Digital wallets become the new account.

For everything.

OK so what is an account?

With money, it’s a shared and trusted record of all your transactions. Who did what, who paid what, and who owes who.

With business, it’s a shared record of all your products and interactions. It’s a critical customer channel and interface. The place people come to check things. To ask things. To ‘do business’.

Each customer account has a number. A unique identifier. It has a way to message customers. A way to record what’s been sent to, and received from, the customer.

Ring a bell?

Digital wallets will be able to do all this and much more.

They will also be more secure. More private. More flexible. And more portable.

So it’s possible – I’d even argue more likely – that digital wallets may be more disruptive than browsers were in the 1990s.

But like browsers, they will first be misunderstood.

Digital wallets will become the new account.

For business? For government? For banking? For health? For travel?

For life.

I have said for over a decade that the only 360° view of the customer, is the customer.

Just imagine, once a customer can bring their own wallet – their own account – to each business:

  • The economics change. Why would a business maintain a complex and proprietary account platform when digital interactions can be handled – indeed automated – via a verifiable digital wallet that’s available on every smart device?
  • The data flows change. Why would a business store unnecessary customer data when they can just ask for it on demand, with consent, from the customer’s digital wallet? Then delete it again once used?
  • The risks change. What if we could reduce fraud and account takeover to near zero, when every customer interaction has to be authenticated via the customer’s digital wallet (likely with biometrics)?

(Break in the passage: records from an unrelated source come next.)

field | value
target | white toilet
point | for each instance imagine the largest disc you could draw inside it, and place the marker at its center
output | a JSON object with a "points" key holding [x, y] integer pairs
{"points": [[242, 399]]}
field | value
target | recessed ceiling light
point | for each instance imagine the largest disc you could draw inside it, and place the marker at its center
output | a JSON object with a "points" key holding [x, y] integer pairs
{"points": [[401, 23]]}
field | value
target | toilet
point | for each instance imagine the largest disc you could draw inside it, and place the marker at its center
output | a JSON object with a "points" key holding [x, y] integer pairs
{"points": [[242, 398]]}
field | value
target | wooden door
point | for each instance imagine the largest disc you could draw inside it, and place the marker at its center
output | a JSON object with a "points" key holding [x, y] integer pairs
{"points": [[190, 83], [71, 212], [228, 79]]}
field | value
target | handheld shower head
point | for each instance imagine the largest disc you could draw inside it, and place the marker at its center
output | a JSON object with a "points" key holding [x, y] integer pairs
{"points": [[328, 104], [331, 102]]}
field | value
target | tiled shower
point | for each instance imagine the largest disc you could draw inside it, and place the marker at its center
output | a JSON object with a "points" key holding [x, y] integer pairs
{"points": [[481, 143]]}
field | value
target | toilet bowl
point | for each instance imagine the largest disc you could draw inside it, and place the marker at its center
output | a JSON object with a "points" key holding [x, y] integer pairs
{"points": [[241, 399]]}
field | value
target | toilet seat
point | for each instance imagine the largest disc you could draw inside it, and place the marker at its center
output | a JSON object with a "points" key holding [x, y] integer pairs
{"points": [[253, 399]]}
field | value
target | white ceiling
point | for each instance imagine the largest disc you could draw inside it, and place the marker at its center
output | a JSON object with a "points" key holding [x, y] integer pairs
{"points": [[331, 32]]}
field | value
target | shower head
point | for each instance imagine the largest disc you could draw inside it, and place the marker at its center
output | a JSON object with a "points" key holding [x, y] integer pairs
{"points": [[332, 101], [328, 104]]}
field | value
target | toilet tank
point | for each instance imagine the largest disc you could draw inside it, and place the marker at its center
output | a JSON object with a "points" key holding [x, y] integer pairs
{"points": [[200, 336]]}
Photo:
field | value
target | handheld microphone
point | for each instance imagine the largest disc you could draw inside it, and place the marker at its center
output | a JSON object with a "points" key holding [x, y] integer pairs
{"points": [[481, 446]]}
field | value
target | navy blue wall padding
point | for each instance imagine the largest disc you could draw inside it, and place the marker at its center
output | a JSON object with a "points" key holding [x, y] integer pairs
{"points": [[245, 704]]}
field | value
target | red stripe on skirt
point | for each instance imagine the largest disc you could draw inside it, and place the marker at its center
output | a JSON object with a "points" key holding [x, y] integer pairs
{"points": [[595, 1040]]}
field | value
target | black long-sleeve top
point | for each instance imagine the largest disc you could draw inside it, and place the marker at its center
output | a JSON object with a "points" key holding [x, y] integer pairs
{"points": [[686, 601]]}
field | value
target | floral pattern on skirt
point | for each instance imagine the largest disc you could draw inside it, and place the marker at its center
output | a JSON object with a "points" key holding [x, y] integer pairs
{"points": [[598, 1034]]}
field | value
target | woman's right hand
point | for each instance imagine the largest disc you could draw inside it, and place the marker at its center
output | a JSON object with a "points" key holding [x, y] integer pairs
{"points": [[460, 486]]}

The very fabric of the customer relationship changes.

This is just a glimpse of what‘s possible, and what’s coming. Especially when you tie it to digital AI agents….

When you look closely, you’ll see that digital wallets aren’t even The Thing. They are ‘below the surface’ of the customer channel.

Lots to be written about that. Coming soon.

For now, it’s a simple switch: when you hear ‘account’, just think ‘wallet’.

Here is the challenge: making wallets a must-have: an invention that mothers necessity.

We’ve had those before, with—

  • PCs
  • word processors and spreadsheets
  • the Net and the Web,
  • graphical browsers
  • personal publishing and syndication
  • smartphones and apps
  • streams and podcasts.

Wallets need to be like all of those: must-haves that transform and not just disrupt.

It’s a tall order, but—given the vast possibilities—one that is bound to be filled.
As for why this won’t be something one of the bigs (e.g. Apple and Google) do for themselves, consider these five words you hear often online:

“Wherever you get your podcasts.”

Those five words were made possible by RSS.

It’s why all of the things in the bullet list above are NEA:

  • Nobody owns them
  • Everybody can use them
  • Anyone can improve them

When we have wallets with those required features, and they become inventions that mother necessity, we will have truly independent customers.

And we will finally prove ProjectVRM’s prime thesis: that free customers are more valuable than captive ones—to themselves and to the marketplace.